LinuxQuestions.org
Help answer threads with 0 replies.
Go Back   LinuxQuestions.org > Forums > Linux Forums > Linux - Newbie
User Name
Password
Linux - Newbie This Linux forum is for members that are new to Linux.
Just starting out and have a question? If it is not in the man pages or the how-to's this is the place!

Notices


Reply
  Search this Thread
Old 07-18-2008, 01:41 PM   #1
tekmann33
Member
 
Registered: Nov 2006
Posts: 188

Rep: Reputation: 30
simple bash script editing


This is probably a simple thing, but my experience with bash is limited.

I want to automatically edit a bunch of HTML files when they are generated every month and here is the basic criteria that I need to edit on:

1. For every table row <TR> that has the string "Total Files" in it, delete that entire table row.

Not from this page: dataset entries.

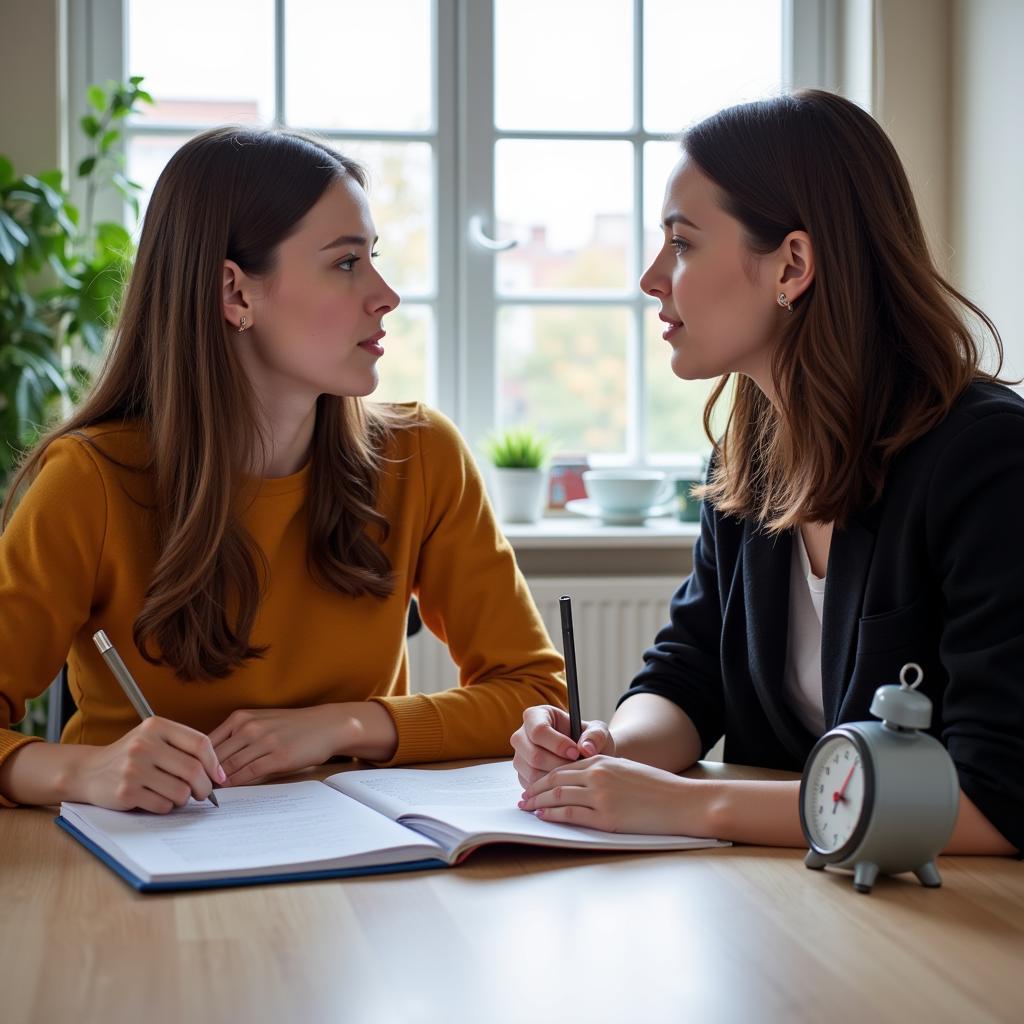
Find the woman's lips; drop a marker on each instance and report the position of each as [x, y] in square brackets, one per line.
[373, 344]
[673, 327]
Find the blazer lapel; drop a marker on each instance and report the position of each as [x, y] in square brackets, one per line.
[849, 560]
[766, 593]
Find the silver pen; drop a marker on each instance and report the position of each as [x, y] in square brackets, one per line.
[123, 676]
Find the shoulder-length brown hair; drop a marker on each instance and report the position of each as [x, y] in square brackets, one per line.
[172, 369]
[877, 350]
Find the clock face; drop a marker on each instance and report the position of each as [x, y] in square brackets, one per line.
[834, 794]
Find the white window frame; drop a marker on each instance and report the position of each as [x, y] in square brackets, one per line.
[463, 379]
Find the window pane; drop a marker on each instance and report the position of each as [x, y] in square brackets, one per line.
[701, 56]
[401, 186]
[570, 207]
[147, 155]
[658, 160]
[404, 374]
[354, 65]
[563, 66]
[203, 62]
[674, 407]
[562, 370]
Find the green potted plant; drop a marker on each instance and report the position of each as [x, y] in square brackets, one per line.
[60, 276]
[519, 457]
[60, 282]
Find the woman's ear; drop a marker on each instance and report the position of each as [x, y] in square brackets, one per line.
[796, 265]
[236, 297]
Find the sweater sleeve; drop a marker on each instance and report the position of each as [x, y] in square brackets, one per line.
[473, 597]
[49, 557]
[975, 498]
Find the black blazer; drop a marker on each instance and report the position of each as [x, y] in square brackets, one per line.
[933, 572]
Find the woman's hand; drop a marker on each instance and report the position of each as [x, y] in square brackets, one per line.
[156, 767]
[253, 744]
[615, 795]
[542, 742]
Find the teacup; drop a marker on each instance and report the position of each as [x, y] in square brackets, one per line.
[627, 494]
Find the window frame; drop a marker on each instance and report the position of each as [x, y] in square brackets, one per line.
[465, 300]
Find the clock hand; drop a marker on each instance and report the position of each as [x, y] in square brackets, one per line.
[838, 795]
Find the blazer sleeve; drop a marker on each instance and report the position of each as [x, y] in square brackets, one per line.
[975, 502]
[473, 597]
[684, 665]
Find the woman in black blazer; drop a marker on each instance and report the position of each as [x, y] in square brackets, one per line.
[863, 508]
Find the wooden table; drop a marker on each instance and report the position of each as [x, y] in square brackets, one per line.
[513, 934]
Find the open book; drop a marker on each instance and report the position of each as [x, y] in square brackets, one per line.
[354, 822]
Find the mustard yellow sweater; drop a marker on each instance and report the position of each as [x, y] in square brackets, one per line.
[78, 556]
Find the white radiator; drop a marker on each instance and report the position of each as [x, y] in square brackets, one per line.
[614, 620]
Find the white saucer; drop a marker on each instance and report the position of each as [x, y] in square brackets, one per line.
[584, 506]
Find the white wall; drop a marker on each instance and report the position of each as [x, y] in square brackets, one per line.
[911, 93]
[32, 132]
[987, 164]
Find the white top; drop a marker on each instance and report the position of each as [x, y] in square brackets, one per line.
[803, 650]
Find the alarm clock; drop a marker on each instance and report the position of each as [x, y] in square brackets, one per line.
[881, 796]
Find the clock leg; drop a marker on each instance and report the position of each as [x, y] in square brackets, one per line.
[863, 876]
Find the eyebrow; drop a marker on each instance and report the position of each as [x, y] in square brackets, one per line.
[678, 218]
[346, 240]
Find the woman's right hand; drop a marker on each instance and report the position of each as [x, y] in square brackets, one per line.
[156, 767]
[542, 742]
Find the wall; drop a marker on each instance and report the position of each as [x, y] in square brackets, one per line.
[32, 133]
[987, 163]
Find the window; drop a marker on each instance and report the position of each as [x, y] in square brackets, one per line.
[517, 152]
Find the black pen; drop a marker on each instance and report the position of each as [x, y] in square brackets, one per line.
[124, 677]
[568, 648]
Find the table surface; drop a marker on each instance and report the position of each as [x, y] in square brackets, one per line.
[513, 934]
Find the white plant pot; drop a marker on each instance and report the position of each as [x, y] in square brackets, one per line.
[519, 494]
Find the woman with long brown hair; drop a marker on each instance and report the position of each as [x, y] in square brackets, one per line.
[861, 509]
[246, 529]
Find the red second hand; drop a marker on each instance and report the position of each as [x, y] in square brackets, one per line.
[838, 795]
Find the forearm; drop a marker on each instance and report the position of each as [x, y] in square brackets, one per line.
[366, 730]
[652, 730]
[43, 773]
[767, 814]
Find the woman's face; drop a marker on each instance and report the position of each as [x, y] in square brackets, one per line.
[316, 317]
[718, 301]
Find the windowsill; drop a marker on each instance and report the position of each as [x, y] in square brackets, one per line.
[557, 532]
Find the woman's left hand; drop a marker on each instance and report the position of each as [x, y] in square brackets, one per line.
[615, 795]
[253, 744]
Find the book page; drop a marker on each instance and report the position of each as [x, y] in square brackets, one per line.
[479, 803]
[256, 828]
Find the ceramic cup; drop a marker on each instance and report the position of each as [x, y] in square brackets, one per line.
[627, 493]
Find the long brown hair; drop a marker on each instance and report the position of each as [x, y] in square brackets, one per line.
[235, 194]
[879, 347]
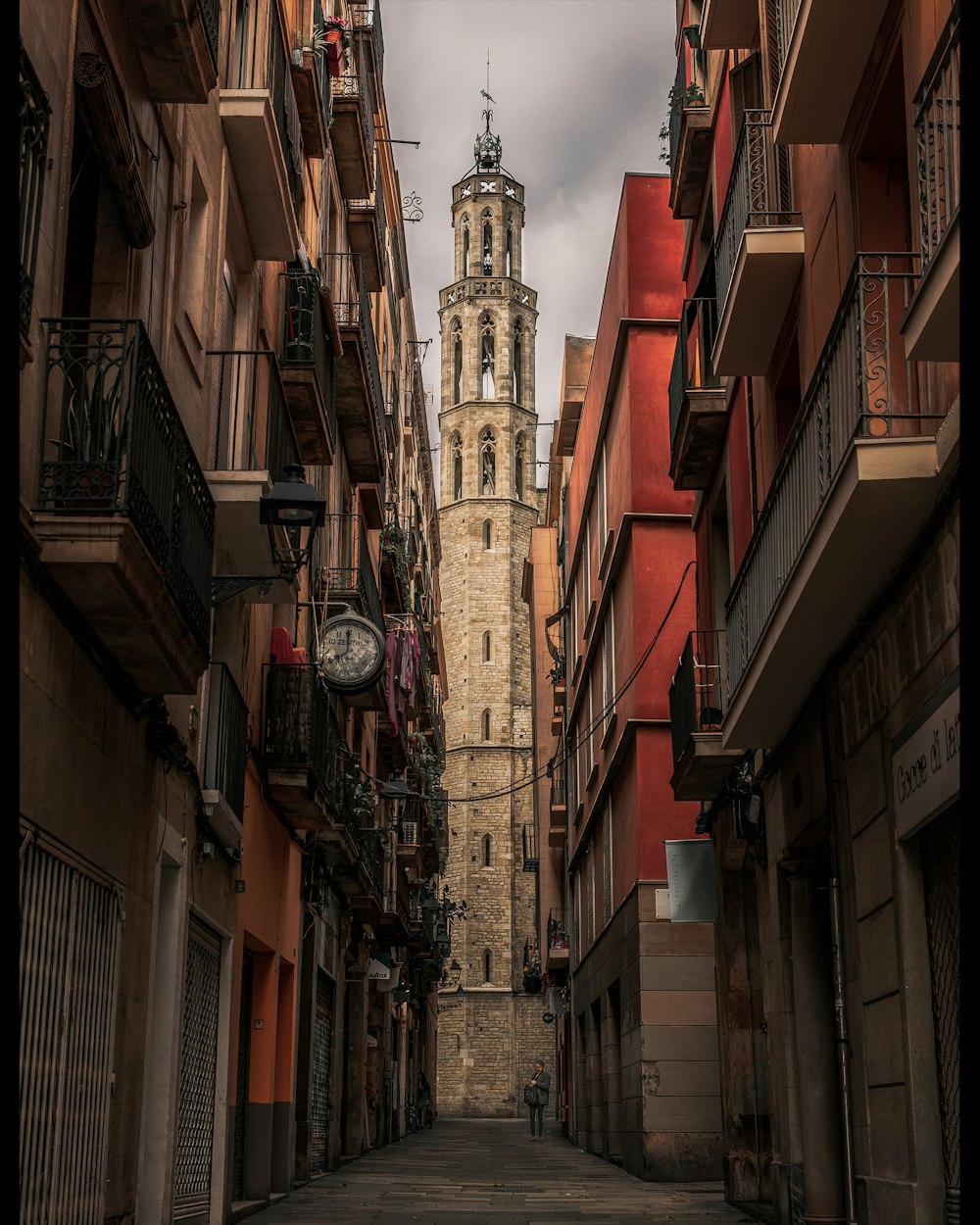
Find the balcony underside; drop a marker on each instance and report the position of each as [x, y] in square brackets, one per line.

2. For every string found that has the line "Hostname", rename it to "Connections".

3. For every string that has "Top * of * Total URLs", replace it with "Databases". (The * are automatically generated numbers)
 
Old 07-18-2008, 01:44 PM   #2
TB0ne
LQ Guru
 
Registered: Jul 2003
Location: Birmingham, Alabama
Distribution: SuSE, RedHat, Slack,CentOS
Posts: 18,336

Rep: Reputation: 3895Reputation: 3895Reputation: 3895Reputation: 3895Reputation: 3895Reputation: 3895Reputation: 3895Reputation: 3895Reputation: 3895Reputation: 3895Reputation: 3895
Quote:
Originally Posted by tekmann33 View Post
This is probably a simple thing, but my experience with bash is limited.

I want to automatically edit a bunch of HTML files when they are generated every month and here is the basic criteria that I need to edit on:

1. For every table row <TR> that has the string "Total Files" in it, delete that entire table row.

2. For every string found that has the line "Hostname", rename it to "Connections".

3. For every string that has "Top * of * Total URLs", replace it with "Databases". (The * are automatically generated numbers)
Yes, it is a simple thing. Look at the man page for sed, it should give you what you need.
 
Old 07-18-2008, 02:03 PM   #3
pixellany
LQ Veteran
 
Registered: Nov 2005
Location: Annapolis, MD
Distribution: Arch/XFCE
Posts: 17,802

Rep: Reputation: 738Reputation: 738Reputation: 738Reputation: 738Reputation: 738Reputation: 738Reputation: 738
Personally, I would not try to learn SED from the man page. Go here for an excellent tutorial: http://www.grymoire.com/Unix/Sed.html

The problem you describe is non-trivial in SED, if the <TR> structure spans multiple lines. (SED works one line at a time.)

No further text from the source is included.